Greenjeans Recommends: The Girl in the Cafe

A few weeks ago, Jae and I were talking with our friend Amy N. about how we’re thinking of going to Iceland rather than the Caribbean for our honeymoon. Something about the promise of hot springs and clean cold air appeals to us more than snorkeling and palm trees, nuts that we are. She immediately and vehemently recommended the movie The Girl in the Café that she said takes place in Iceland. We added it to our Netflix queue immediately. We got to watch it last night and what a marvelous surprise it was, but not for the reasons we expected.

With a Richard Curtis screenplay and direction from David Yates, this HBO film begins in London with an awkward, lonely finance advisor preparing with a team of delegates for the upcoming G8 Summit. In a crowded café he meets a young woman and they take a shine to each other. After a few hilariously sweet dates, he asks if she would like to accompany him to Reykjavik where the Summit will be held. She accepts. What we don’t expect is how much of an impact the naïve young woman will have on the outcome of the Summit as pertains to the Millennium Development Goals, or MDGs, a UN-led promise signed by many countries in 2000 to halve extreme global poverty by 2015.

The film is predominantly a very smart and funny romantic comedy. But it also has a message, which toward the end become more emphatic. It’s not Frontline or anything, but if you haven’t been keeping up on your international policy news, this film will give you a good, juicy lesson about global poverty and how world leaders are dealing with poor developing countries in terms of debt relief, aid, and trade. You’ll also get an allegory about the power of a single person’s voice, not to mention a pair of satisfying performances by the credible Kelly Macdonald (Trainspotting, Gosford Park) and the very funny Bill Nighy (the aging rock star in Love Actually). It’s romantic comedy meets The West Wing in the atmosphere of Lost in Translation, the perfect combination as far as I’m concerned.

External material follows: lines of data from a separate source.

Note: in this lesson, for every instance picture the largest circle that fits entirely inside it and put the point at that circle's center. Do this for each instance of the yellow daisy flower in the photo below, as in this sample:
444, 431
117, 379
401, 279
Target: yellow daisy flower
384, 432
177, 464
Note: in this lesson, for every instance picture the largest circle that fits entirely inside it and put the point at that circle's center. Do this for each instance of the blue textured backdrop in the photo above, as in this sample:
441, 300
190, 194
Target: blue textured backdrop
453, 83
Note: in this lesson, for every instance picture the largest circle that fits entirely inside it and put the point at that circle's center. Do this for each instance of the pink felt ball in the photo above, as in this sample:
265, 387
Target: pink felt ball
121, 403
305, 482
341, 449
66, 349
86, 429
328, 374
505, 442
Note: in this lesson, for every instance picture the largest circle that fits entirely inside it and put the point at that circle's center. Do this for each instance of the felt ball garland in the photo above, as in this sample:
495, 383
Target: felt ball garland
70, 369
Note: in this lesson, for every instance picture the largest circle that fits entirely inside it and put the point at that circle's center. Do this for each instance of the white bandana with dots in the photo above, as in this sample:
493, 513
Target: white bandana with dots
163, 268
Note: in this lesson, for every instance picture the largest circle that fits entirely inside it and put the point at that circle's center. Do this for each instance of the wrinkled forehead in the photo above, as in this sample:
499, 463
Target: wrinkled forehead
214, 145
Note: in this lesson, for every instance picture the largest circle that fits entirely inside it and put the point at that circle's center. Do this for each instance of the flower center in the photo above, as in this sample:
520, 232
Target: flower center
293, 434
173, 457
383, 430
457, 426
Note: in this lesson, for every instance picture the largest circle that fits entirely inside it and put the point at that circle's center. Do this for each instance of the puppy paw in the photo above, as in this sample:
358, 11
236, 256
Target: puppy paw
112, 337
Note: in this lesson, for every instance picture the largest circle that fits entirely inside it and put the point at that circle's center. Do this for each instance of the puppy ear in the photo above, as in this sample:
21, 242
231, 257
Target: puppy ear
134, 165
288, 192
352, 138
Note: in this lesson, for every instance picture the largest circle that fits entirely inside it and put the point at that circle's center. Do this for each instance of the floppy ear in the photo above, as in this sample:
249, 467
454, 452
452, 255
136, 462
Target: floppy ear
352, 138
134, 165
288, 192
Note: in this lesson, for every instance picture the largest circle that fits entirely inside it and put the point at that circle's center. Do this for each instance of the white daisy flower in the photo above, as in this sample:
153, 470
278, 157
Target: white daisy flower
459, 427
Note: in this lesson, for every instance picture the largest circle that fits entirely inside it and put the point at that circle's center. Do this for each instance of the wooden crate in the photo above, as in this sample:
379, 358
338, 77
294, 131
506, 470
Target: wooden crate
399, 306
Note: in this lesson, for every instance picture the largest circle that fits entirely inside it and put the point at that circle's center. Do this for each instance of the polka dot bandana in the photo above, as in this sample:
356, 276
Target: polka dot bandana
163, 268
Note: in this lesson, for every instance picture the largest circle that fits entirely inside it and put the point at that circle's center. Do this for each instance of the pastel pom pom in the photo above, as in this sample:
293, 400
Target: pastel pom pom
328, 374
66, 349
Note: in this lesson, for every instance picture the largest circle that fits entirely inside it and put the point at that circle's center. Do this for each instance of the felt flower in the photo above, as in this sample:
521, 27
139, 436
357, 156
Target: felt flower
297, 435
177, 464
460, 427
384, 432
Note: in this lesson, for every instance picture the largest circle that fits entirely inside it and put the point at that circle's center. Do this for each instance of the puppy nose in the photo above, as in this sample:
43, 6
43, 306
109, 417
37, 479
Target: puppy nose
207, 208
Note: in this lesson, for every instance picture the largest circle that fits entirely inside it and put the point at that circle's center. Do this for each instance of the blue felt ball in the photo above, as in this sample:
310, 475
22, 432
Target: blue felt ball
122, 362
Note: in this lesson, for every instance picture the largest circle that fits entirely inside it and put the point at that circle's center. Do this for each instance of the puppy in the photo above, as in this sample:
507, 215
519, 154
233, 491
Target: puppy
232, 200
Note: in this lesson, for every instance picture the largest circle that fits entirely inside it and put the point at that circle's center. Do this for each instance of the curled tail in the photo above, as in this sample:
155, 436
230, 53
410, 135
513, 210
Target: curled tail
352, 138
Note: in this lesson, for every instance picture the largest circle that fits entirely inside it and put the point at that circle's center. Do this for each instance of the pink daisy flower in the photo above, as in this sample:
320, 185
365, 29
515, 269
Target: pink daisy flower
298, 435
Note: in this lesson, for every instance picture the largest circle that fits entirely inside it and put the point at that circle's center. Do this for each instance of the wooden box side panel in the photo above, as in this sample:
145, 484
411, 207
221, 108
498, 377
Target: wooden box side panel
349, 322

There wasn’t much footage of Iceland, and it didn’t make us pine for our northern honeymoon, but it did fan the flame of our growing interest in getting involved in efforts toward relieving global poverty. Anticipating such a reaction, the film’s website provides links to more information about the MDGs and who the G8 is, as well as to aid organizations like

Reviewing a film may seem off-topic for Greenjeans’ blog, but in fact the themes this film deals with resonate strongly with where Greenjeans’ heart is. We recommend it highly.

On a separate note, I’ll be away this week, taking some time off with my Dad and sister in NH and visiting with some artisans. I may not be able to update the blog while I’m away, but check back on Friday or Saturday for a new entry. Meanwhile, add The Girl in the Café to your queue. We think you'll be glad you did.